Overall, the 5D Mk IV is probably the best option for anyone that wants to shoot with a DSLR.

DSLR Runner-Up

7. Canon 6D Mark II

For those of you that aren’t ready to give on on DSLRs, the 6D Mark II is a great choice for shooting sports.

The 6D Mark II is like the little brother to the 5D mark IV. It doesn’t have the high resolution of the 5D but a great way to save some money.

That being said, I would still recommend going with one of the mirrorless cameras over this one.

Canon Cameras You Should Avoid

Canon 1DX Mk II

This is a great camera and a proven professional powerhouse. So why did I list it down here are one to avoid? There’s really no good reason to spend over $6000 on a DSLR nowadays.

If you really want the top of the line pro camera and have that much to spend then go for the R3 instead.
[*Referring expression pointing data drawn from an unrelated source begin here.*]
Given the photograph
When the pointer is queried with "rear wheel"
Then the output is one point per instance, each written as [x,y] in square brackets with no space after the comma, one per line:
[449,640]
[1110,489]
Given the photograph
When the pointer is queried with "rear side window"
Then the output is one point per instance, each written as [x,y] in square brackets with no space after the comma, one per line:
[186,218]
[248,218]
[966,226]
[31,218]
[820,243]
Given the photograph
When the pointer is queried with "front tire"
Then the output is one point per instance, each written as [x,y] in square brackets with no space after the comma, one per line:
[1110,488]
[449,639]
Although, you can save over $2000 and do quite well with the R5.

But however much you want to spend, there are better options out there now for less than the 1DX Mk II.

Canon M-Series (M6, M50, M200

If you can still find these available new online but you should avoid them. Canon’s experiment with the M line was kind of a failure. The cameras themselves aren’t necessarily terrible, but they aren’t developing the M lens lineup anymore and have gone all in on the RF system instead.

Canon 7D Mark II

This was an excellent camera when it was released in 2014. It’s a crop sensor body with pro features at an affordable price point.
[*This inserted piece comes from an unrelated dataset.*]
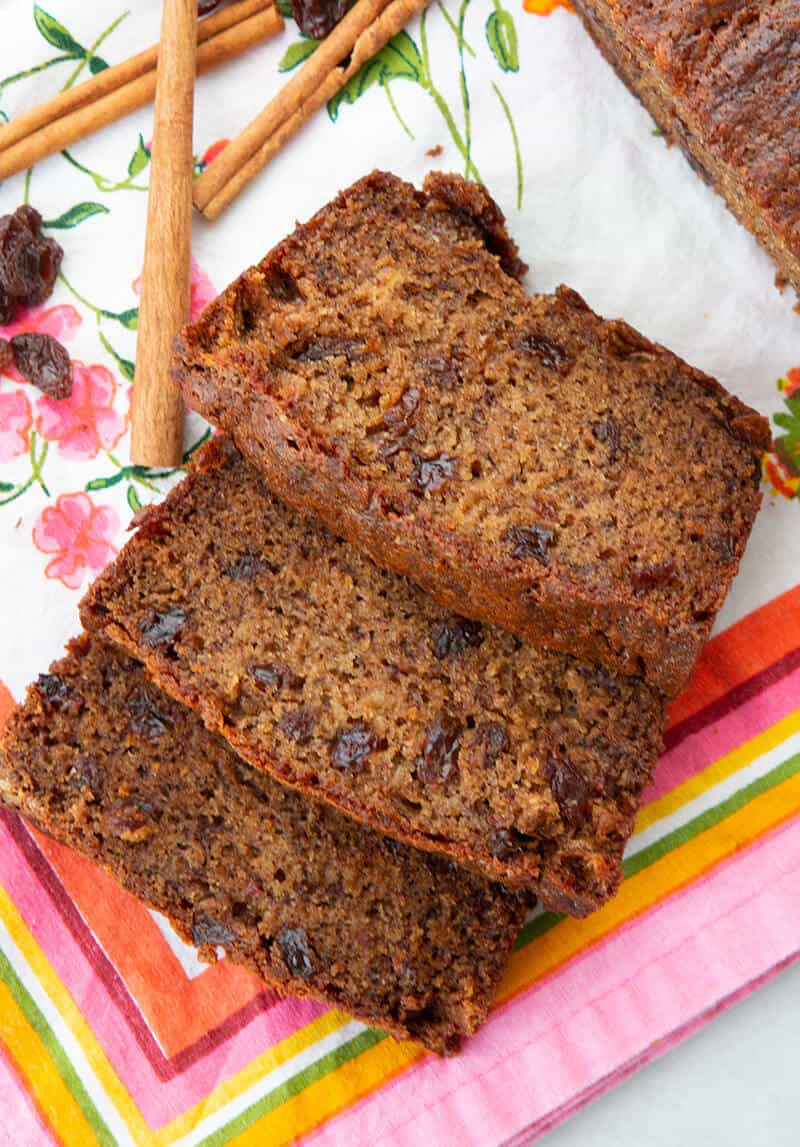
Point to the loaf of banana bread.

So why am I saying to avoid it?

Well, it’s old. Almost 10 years old at the time I’m writing this. Even if you can find it at a great price in some places, you’ll just get better capabilities with something like the R50 above that has a faster shutter speed and better image quality.

So it’s not a bad camera (if you already have one) but just not something I would recommend investing in now.

What To Look For When Choosing A Canon Camera for Wedding Photography

Wedding photography is difficult, so there are certain things you want to make sure you have in a camera body if you want to shoot weddings.

Good Low Light/High ISO Performance

You can’t control the light at most wedding ceremony or reception venues. That means the only way to get the shot is to use a high ISO setting.

So if you don’t want an angry client because of noisy photos, then you’ll want a camera that has solid low light/high ISO performance.

Generally, you get what you pay for when it comes to low light performance. Full frame cameras will perform better than crop sensor cameras and more expensive full frame cameras generally do better than the less expensive models.

Great Autofocus System

You don’t get a second chance at those special wedding moments. So if your camera missed focus, then you might be looking at a very angry couple.

The autofocus systems in modern mirrorless cameras, Canon included, are kind of amazing. Which is why all the cameras on this list are from the Z mount mirrorless system.


You can’t risk losing photos as a wedding photographer. You need a camera with 2 card slots so you can write the photos to both of them at the same time.

This ensures that even if one card fails, you haven’t lost the once in a lifetime photos that your clients are paying you thousands of dollars to preserve.

High Resolution

Not everyone will agree with me that high resolution is important to wedding photography but here’s why I think it is.

First, you’re shooting a live event and you don’t get the opportunity to position people or shoot parts of a wedding over again so if you didn’t quite get the right framing of the image then you’ll probably need to adjust the cropping to improve the image.

So having those extra megapixels to crop in on and still get a high resolution image is pretty important, especially if you don’t have a long telephoto or didn’t have it on your camera at the time.

Plus, most wedding photos end up getting printed. They could end up in albums or even blown up to larger sizes on the newlywed couple’s wall. So a 47 megapixel image can really come in handy, especially if you need to crop in a little to get the best composition.